Wells, Dunn among those on notice
Prince Fielder and Albert Pujols are about to start the first season of their new massive contracts, and they will presumably remain star-level players in 2012. Even if they struggle, however, they'll still have their names written into the lineup, because of how much has been invested in them by the Detroit Tigers and Los Angeles Angels, respectively.
Other veterans, however, are close to the "or else" ledge -- that time when their employer must have production, or else change is imminent.
Vernon Wells, Los Angeles Angels: He had the lowest batting average of the 145 qualified players in the big leagues last year, hitting just .218, with a .248 on-base percentage. The Angels still have a staggering amount of money tied up with Wells, who will be paid $63 million over the next three seasons. But the fact that Jerry Dipoto was just hired as general manager will help to facilitate change, if needed, because the acquisition of Wells was not his idea. The Angels are loaded with alternatives, too.
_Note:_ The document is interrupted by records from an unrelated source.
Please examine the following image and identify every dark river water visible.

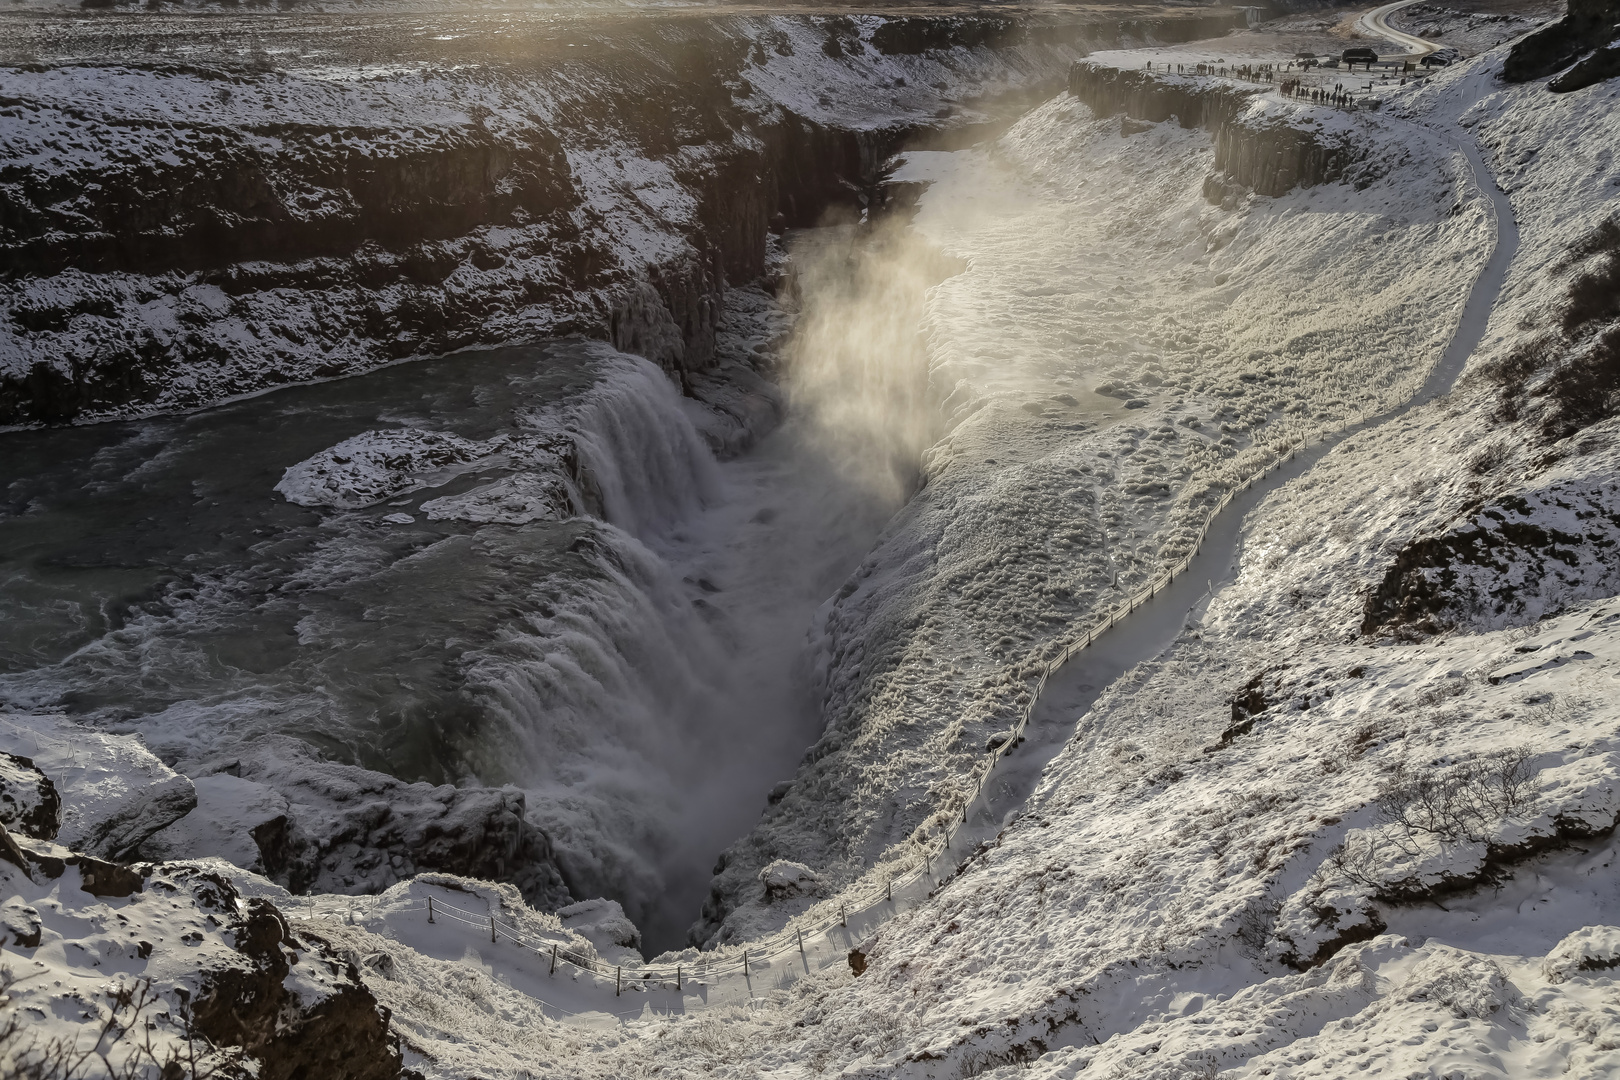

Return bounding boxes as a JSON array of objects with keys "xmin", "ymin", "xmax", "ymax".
[{"xmin": 0, "ymin": 338, "xmax": 894, "ymax": 951}]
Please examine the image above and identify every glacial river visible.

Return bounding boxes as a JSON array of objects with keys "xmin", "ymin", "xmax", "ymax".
[{"xmin": 0, "ymin": 335, "xmax": 895, "ymax": 951}]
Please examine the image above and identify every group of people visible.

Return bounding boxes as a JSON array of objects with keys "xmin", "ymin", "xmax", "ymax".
[
  {"xmin": 1277, "ymin": 77, "xmax": 1367, "ymax": 109},
  {"xmin": 1139, "ymin": 54, "xmax": 1429, "ymax": 111},
  {"xmin": 1145, "ymin": 60, "xmax": 1278, "ymax": 83}
]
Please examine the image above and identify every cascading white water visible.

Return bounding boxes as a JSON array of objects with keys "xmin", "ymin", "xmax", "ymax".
[{"xmin": 550, "ymin": 354, "xmax": 724, "ymax": 535}]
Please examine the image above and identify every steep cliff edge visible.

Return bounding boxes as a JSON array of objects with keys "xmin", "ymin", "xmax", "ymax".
[{"xmin": 1067, "ymin": 61, "xmax": 1365, "ymax": 199}]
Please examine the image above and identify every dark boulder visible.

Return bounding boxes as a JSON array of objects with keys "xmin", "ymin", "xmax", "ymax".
[
  {"xmin": 193, "ymin": 896, "xmax": 403, "ymax": 1080},
  {"xmin": 1503, "ymin": 0, "xmax": 1620, "ymax": 84},
  {"xmin": 0, "ymin": 752, "xmax": 61, "ymax": 841}
]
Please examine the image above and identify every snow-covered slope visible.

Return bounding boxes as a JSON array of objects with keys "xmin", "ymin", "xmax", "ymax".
[
  {"xmin": 333, "ymin": 32, "xmax": 1620, "ymax": 1080},
  {"xmin": 698, "ymin": 45, "xmax": 1498, "ymax": 947}
]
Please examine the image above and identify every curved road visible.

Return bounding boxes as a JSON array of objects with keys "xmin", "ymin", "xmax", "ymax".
[{"xmin": 1356, "ymin": 0, "xmax": 1442, "ymax": 58}]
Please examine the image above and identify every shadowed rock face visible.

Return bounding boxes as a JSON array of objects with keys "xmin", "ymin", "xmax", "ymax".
[
  {"xmin": 198, "ymin": 896, "xmax": 402, "ymax": 1080},
  {"xmin": 1503, "ymin": 0, "xmax": 1620, "ymax": 87},
  {"xmin": 0, "ymin": 6, "xmax": 1249, "ymax": 427},
  {"xmin": 0, "ymin": 753, "xmax": 60, "ymax": 841}
]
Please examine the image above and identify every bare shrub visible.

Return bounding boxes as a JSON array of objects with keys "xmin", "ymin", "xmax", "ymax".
[
  {"xmin": 1466, "ymin": 440, "xmax": 1511, "ymax": 475},
  {"xmin": 960, "ymin": 1045, "xmax": 1038, "ymax": 1077},
  {"xmin": 0, "ymin": 969, "xmax": 244, "ymax": 1080},
  {"xmin": 1318, "ymin": 749, "xmax": 1539, "ymax": 894},
  {"xmin": 1322, "ymin": 832, "xmax": 1386, "ymax": 890},
  {"xmin": 1377, "ymin": 747, "xmax": 1537, "ymax": 847},
  {"xmin": 1482, "ymin": 218, "xmax": 1620, "ymax": 439},
  {"xmin": 1539, "ymin": 326, "xmax": 1620, "ymax": 440},
  {"xmin": 1563, "ymin": 239, "xmax": 1620, "ymax": 335},
  {"xmin": 1414, "ymin": 678, "xmax": 1469, "ymax": 708}
]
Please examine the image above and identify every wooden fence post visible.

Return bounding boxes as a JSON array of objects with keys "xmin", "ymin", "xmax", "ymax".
[
  {"xmin": 841, "ymin": 904, "xmax": 846, "ymax": 928},
  {"xmin": 427, "ymin": 896, "xmax": 434, "ymax": 924},
  {"xmin": 677, "ymin": 965, "xmax": 682, "ymax": 991},
  {"xmin": 490, "ymin": 915, "xmax": 497, "ymax": 943},
  {"xmin": 797, "ymin": 928, "xmax": 806, "ymax": 960},
  {"xmin": 616, "ymin": 966, "xmax": 621, "ymax": 996}
]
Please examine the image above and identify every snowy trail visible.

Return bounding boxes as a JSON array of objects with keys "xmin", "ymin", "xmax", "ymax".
[
  {"xmin": 965, "ymin": 124, "xmax": 1517, "ymax": 882},
  {"xmin": 1356, "ymin": 0, "xmax": 1443, "ymax": 59},
  {"xmin": 313, "ymin": 108, "xmax": 1518, "ymax": 1028}
]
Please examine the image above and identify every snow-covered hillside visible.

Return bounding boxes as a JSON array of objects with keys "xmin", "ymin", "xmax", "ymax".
[
  {"xmin": 366, "ymin": 33, "xmax": 1617, "ymax": 1080},
  {"xmin": 7, "ymin": 7, "xmax": 1620, "ymax": 1080},
  {"xmin": 698, "ymin": 39, "xmax": 1498, "ymax": 946}
]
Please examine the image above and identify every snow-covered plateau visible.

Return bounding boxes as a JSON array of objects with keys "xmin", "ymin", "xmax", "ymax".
[{"xmin": 6, "ymin": 0, "xmax": 1620, "ymax": 1078}]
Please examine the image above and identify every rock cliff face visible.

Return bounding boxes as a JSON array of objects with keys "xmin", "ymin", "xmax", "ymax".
[
  {"xmin": 1503, "ymin": 0, "xmax": 1620, "ymax": 88},
  {"xmin": 1067, "ymin": 62, "xmax": 1361, "ymax": 199},
  {"xmin": 0, "ymin": 753, "xmax": 59, "ymax": 841},
  {"xmin": 0, "ymin": 7, "xmax": 1252, "ymax": 426},
  {"xmin": 1066, "ymin": 62, "xmax": 1259, "ymax": 129}
]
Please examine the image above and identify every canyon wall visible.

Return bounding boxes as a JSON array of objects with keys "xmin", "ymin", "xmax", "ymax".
[
  {"xmin": 1067, "ymin": 61, "xmax": 1362, "ymax": 199},
  {"xmin": 0, "ymin": 7, "xmax": 1252, "ymax": 426}
]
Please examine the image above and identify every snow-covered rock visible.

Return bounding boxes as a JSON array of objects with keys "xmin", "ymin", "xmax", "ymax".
[
  {"xmin": 0, "ymin": 837, "xmax": 401, "ymax": 1079},
  {"xmin": 276, "ymin": 428, "xmax": 502, "ymax": 509},
  {"xmin": 138, "ymin": 772, "xmax": 292, "ymax": 875},
  {"xmin": 759, "ymin": 859, "xmax": 821, "ymax": 902},
  {"xmin": 0, "ymin": 714, "xmax": 196, "ymax": 860},
  {"xmin": 160, "ymin": 736, "xmax": 571, "ymax": 909},
  {"xmin": 1542, "ymin": 924, "xmax": 1620, "ymax": 982},
  {"xmin": 0, "ymin": 752, "xmax": 59, "ymax": 840},
  {"xmin": 558, "ymin": 897, "xmax": 642, "ymax": 959}
]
Peter Bourjos and Torii Hunter will open the season in center field and right, respectively, and with Pujols slated to be the first baseman, the Angels also have Kendrys Morales, Bobby Abreu and Mark Trumbo as DH candidates -- with Mike Trout, Keith Law's No. 1 prospect, waiting for an opportunity.
The Angels will have a Plan B, a Plan C, etc., if needed -- if Wells gives more of the same.